Short sea provisions in energy bill
The energy bill passed last week by the House of Representatives, which among other things called for dramatic increases in the average fuel efficiency of cars and trucks, also includes sections promoting rail transportation and short-sea shipping.
“Instead of using trucks to move most our goods, we need to start investing in freight rail and water transportation to move goods,” said Rep. Jim Oberstar, D-Minn., chairman of the House Transportation and Infrastructure Committee.
The legislation sets aside $200 million for short-line and regional railroads to improve track and infrastructure.
Additionally, the energy bill would establish a new program to promote short-sea shipping to move cargo on the Great Lakes and along the sea coasts. Special tax incentives would help vessel owners construct a new class of cargo ships for short-sea shipping.
But a proposal in other versions of the legislation that would have provided up to $2 billion in Title XI load guarantees for construction of short sea vessels was dropped.
The bill calls for the secretary of Transportation to “establish a short-sea transportation program and designate short-sea transportation projects to be conducted under the program to mitigate landside congestion.”
The bill said the program should encourage the use of short-sea transportation through the development and expansion of vessels, ports and other landside infrastructure, shipper utilization of short-sea shipping, and “marine transportation strategies by state and local governments.”
Under the proposed law, vessel companies that want to build ships for moving containers, trailers or other wheeled freight will be able to do so with Capital Construction Fund (CCF) monies.

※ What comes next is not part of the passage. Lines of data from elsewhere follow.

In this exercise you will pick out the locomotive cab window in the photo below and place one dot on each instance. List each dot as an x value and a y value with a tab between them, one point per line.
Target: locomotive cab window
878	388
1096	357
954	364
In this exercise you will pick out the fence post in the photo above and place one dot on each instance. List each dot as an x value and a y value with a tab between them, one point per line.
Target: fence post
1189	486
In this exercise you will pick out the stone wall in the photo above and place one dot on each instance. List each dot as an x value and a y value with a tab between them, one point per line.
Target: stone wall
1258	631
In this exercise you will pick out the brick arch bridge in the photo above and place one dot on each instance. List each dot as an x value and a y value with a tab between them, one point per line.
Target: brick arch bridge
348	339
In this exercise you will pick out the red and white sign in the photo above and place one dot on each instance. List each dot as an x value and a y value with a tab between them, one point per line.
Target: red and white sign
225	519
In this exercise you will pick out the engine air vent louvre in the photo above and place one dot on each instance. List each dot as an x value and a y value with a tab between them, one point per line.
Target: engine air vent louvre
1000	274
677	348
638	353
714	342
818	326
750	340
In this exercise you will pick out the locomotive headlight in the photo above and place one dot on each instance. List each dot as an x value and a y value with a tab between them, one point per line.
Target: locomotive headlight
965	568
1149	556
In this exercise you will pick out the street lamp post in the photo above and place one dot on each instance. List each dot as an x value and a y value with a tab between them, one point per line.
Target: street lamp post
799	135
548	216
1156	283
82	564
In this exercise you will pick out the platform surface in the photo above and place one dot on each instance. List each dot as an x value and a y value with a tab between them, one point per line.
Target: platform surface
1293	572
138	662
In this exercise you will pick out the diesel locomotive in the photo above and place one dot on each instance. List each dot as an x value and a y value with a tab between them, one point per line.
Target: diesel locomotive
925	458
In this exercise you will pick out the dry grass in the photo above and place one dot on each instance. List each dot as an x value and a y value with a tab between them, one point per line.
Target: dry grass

The CCF program was created to assist owners and operators of U.S.-flag vessels in accumulating capital necessary for the modernization and expansion of the U.S. merchant marine. The program encourages construction, reconstruction or acquisition of vessels through the deferment of federal income taxes on certain deposits of money or other property placed into a CCF.
In the past, CCF funds had to be spent on vessels built in the United States and documented under the laws of the United States for fishing boats or for operation in foreign, Great Lakes, or noncontiguous domestic trade such as ships or barges used between the U.S. mainland and Alaska or Hawaii. But the new law amends that requirement to allow vessels in contiguous trades, among the lower 48 states for example.
The bill also calls for the secretary of Transportation, in consultation with the administrator of the Environmental Protection Agency, to submit within a year a report to Congress on the program.